Anyway, from time to time I feel the need to binge on something, and this month, apparently, it is Maigret. I checked out a small pile of the new Penguin translations from my local library: Maigret and the Killer (#70, published in 1969), Maigret and the Reluctant Witness (#53, published in 1955), Maigret and the Ghost (#62, published in 1964), The Judges House (#21, published in 1940) and Maigret Enjoys Himself (#50, published in 1957). These were selected for no rhyme nor reason, in no particular order, and without even really looking at the plot synopses. I just picked books that were available. That’s it.
The first one that I finished was Maigret and the Reluctant Witnesses. This is set in Paris and is in the later half of the series; Maigret is seemingly getting accustomed to the idea of retirement – although now that I know that there 74 books total, which means there are 21 books that follow this one, the immediacy of his retirement seems quite exaggerated. Maigret is sent to investigate a murder that has occurred in the Lachaume family home, where they have lived for many generations, the owners of a biscuit factory. No one seems to actually buy, or eat, their biscuits, so how the factory keeps churning them out is a significant part of the mystery.
It is necessary to get into a bit of a groove with Simenon and Maigret. These books look slight, but they are really not. At a mere 183 pages, the book is full of character and social commentary. Like Agatha Christie’s England, Simenon’s France is a place both in and out of time. The “mystery” is almost beside the point, and I make very few efforts to “solve” the case; enjoying, rather, the sensation of slipping into a very distinct world. The mystery itself, here, is well rendered, as is the fading, insular upper class Parisian family at the center of it.
This entry was very late in the series, and Maigret still hasn’t retired, although he continues to mention that it is imminent.

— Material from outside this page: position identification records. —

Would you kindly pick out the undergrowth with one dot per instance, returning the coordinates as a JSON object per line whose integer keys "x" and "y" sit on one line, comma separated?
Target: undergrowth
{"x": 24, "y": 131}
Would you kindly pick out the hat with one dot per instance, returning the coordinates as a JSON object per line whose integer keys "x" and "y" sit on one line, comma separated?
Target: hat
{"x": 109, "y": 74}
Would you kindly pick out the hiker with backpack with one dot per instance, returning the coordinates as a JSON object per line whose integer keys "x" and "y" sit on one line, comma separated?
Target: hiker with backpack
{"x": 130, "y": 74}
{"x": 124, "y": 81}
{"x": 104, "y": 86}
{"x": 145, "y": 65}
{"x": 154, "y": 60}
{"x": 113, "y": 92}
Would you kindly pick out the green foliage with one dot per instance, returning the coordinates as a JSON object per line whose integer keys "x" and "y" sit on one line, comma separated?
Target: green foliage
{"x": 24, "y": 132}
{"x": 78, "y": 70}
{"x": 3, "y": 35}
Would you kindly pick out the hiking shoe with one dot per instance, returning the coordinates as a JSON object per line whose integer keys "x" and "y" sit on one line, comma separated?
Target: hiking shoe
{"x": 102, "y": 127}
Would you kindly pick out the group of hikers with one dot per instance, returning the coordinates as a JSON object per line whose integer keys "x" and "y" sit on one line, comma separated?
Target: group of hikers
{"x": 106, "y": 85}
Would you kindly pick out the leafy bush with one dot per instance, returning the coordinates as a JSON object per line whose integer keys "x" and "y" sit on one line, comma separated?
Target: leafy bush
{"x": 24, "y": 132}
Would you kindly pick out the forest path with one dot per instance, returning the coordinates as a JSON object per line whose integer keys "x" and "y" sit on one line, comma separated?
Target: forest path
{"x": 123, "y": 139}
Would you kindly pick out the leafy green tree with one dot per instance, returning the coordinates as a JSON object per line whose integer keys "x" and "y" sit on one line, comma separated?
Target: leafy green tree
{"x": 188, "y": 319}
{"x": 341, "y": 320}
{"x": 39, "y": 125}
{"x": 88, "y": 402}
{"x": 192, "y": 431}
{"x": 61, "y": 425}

As someone who is – myself – planning to retire in less than a year, I find this vaguely hilarious. Do it, Maigret, and spend some delightful years in the company of Mrs. Maigret.
I really liked this one. First of all, I’m grooving on Simenon’s Paris here, but also, this is a psychopath mystery and it’s really intriguing. It’s proto-Criminal Minds.

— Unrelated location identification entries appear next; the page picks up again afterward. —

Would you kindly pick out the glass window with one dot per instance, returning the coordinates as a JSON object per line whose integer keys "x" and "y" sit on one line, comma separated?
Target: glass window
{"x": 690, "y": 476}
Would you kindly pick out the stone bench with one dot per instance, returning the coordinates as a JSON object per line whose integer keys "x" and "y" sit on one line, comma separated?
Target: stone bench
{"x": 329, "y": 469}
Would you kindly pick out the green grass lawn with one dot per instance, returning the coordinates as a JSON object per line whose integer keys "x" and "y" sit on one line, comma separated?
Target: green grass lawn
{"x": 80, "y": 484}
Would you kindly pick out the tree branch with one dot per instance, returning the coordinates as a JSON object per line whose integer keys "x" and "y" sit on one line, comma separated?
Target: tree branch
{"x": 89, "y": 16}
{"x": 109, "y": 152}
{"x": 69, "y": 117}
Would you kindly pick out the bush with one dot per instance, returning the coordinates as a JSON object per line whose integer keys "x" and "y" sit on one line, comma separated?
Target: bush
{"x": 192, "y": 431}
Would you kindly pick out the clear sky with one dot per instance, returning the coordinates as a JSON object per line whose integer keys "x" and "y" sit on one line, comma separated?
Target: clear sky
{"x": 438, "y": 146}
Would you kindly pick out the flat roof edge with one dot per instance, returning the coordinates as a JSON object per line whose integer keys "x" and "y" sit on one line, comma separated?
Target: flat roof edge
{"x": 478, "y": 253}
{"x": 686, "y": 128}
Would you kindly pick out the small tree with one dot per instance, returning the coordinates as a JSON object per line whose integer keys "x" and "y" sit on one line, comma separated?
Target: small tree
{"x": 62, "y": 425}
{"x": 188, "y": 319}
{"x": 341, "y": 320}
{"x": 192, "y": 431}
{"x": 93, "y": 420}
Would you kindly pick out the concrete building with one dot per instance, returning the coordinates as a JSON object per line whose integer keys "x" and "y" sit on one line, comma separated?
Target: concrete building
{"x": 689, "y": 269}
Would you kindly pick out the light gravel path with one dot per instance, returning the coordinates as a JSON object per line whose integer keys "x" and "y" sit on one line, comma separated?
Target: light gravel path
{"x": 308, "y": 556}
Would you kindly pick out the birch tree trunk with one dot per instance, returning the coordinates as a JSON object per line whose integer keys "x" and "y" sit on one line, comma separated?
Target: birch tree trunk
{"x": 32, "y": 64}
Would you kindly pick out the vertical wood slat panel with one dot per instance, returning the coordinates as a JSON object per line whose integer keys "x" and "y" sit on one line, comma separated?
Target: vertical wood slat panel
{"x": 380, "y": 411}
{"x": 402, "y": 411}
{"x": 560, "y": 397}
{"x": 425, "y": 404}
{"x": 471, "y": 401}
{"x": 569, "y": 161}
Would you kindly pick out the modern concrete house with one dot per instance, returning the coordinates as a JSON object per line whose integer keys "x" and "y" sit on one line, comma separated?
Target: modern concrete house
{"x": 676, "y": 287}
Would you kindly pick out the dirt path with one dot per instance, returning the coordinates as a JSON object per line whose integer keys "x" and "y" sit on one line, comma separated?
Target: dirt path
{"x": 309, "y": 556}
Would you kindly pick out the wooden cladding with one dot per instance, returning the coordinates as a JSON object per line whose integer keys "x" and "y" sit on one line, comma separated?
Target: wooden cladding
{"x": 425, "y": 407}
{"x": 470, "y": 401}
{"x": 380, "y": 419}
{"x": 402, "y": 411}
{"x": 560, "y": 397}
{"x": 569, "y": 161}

In addition, Mrs. Maigret plays a significant role and shows bravery and resourcefulness. I always enjoy seeing functional marriages between the detective/inspector and spouse in crime fiction because they are the exception and not the norm. I grow weary of the fictional brilliant damaged detective who can’t maintain a healthy relationship with other human beings. At this point, it’s a trite stereotype.
I think that I will read The Judge’s House next, because I love the cover, and I love it when Maigret gets sent to coastal France. This is an early entry into the series, at #21, and was published in 1940.
I am also going to take a moment to talk about these new Penguin editions because I love them. I think that the book design is really appealing – the print is a big bigger than usual and they are a nice, slim size. All of the covers are details from photos by a photographer named Harry Gruyaert. I had never heard of him until I noticed that several covers credited his photographs so I went down a tiny internet rabbit hold and found this wonderful feature from the Guardian: Georges Simenon’s Maigret gets a new look – in pictures, which provides some context for the project.
Lucky for me, it seems that one of my two library systems has all of them. I’m not sure how long this binge will last, but so long as it does, I intend to indulge it.